One of the most common questions I get asked by clients, friends, and family is: “What supplements should I be taking?” As with everything health-related, each person’s physiology and needs are unique. Nutrient deficiencies don’t come out of nowhere, there is usually an underlying cause such as low absorption, issues with stomach acid/enzyme production, or chronic infection. So reversing nutrient deficiencies doesn’t just involve supplementing them away, we have to fix the underlying problem.
Once we improve digestion/absorption and clear pathogens like bacteria, yeast, and parasites that deplete these nutrients, the need for supplementation is reduced. However, our modern food supply is also lacking many nutrients due to soil depletion, heavy use of pesticides/herbicides, and food packaging/sterilization techniques. This increases our need for concentrated forms of these nutrients in supplemental form.
As a general rule, MOST people are low in the following four areas and may need to supplement with them long term, even with improvements in diet and lifestyle!
#1- Vitamin D. Most people in Colorado are deficient in this nutrient. People who live in northern latitudes and/or seasonal climates tend to be low, especially during winter months when we’re indoors or covered up. Vitamin D is essential for bone health, immune function, hormonal balance, and energy production. Many people report a “boost” in energy and mood within 2 weeks of starting supplementation. Vitamin D3 supplements should also contain K2 in order to be properly absorbed. My current favorite is Seeking Health’s Optimal Vitamin D3+K2 Drops.
#2- Trace Minerals. Magnesium is one of the most common deficiencies in the US, but other mineral deficiencies are also common. I prefer coupling magnesium supplements with other supporting minerals to keep things balanced. Minerals are cofactors for thousands of different chemical reactions in the body, including ATP (energy) production. My current favorites are Concentrace Trace Mineral Drops and CellCore’s CT-Minerals (practitioner only).
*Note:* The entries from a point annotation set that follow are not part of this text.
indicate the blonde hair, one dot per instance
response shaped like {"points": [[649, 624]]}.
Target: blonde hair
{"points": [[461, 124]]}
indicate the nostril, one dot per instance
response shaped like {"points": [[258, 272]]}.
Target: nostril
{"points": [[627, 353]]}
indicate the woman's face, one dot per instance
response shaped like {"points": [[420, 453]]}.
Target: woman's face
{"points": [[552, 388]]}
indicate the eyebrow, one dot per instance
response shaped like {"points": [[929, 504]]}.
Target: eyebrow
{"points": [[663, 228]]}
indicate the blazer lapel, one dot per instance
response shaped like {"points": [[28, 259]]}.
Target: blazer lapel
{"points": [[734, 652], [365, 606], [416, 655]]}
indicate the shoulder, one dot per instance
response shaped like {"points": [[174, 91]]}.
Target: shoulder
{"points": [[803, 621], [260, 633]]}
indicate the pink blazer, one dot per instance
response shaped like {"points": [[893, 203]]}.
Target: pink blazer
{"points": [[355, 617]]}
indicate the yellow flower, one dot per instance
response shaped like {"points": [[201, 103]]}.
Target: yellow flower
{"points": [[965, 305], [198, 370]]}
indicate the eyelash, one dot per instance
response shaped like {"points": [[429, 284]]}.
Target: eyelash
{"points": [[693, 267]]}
#3- Fish Oil. Most Americans are deficient in Omega 3 fats, found in oily fish like salmon, mackeral, or sardines. There are many whole food sources of omega 3s, but processed, convenience foods lack most of these healthy fats. Benefits of Omega 3s include reduced inflammation; better hormone balance; lower cardiovascular risk; and better blood sugar/insulin control. Fish oil products should always be wild-caught, third party tested for contaminants, and produced without the use of heat/chemical agents. Cod liver oil has the added benefit of naturally occurring vitamins A+D. My current favorites are Rosita Cod Liver Oil and Vital Nutrients Ultra Pure Fish Oil 800 (Pharmacuetical Grade).
#4- Probiotics. Probiotics are healthy bacteria that live all over our bodies, but are concentrated in the gut. These bacteria help us digest/absorb nutrients; produce “feel good” chemicals like serotonin; synthesize B vitamins; and maintain a healthy weight. Probiotics can be tricky and you may need to try more than one formula to find what works for you. There may be an “adjustment period” where you experience changes in bowel movements, or more gas/bloating. Temporarily reducing the dose should take care of any uncomfortable digestive symptoms. In some cases, bacterial overgrowths like SIBO or other GI infections need to be taken care of first before probiotics can be tolerated. My current favorites are Klaire Therbiotic complete and Microbiome Labs MegasporeBiotic.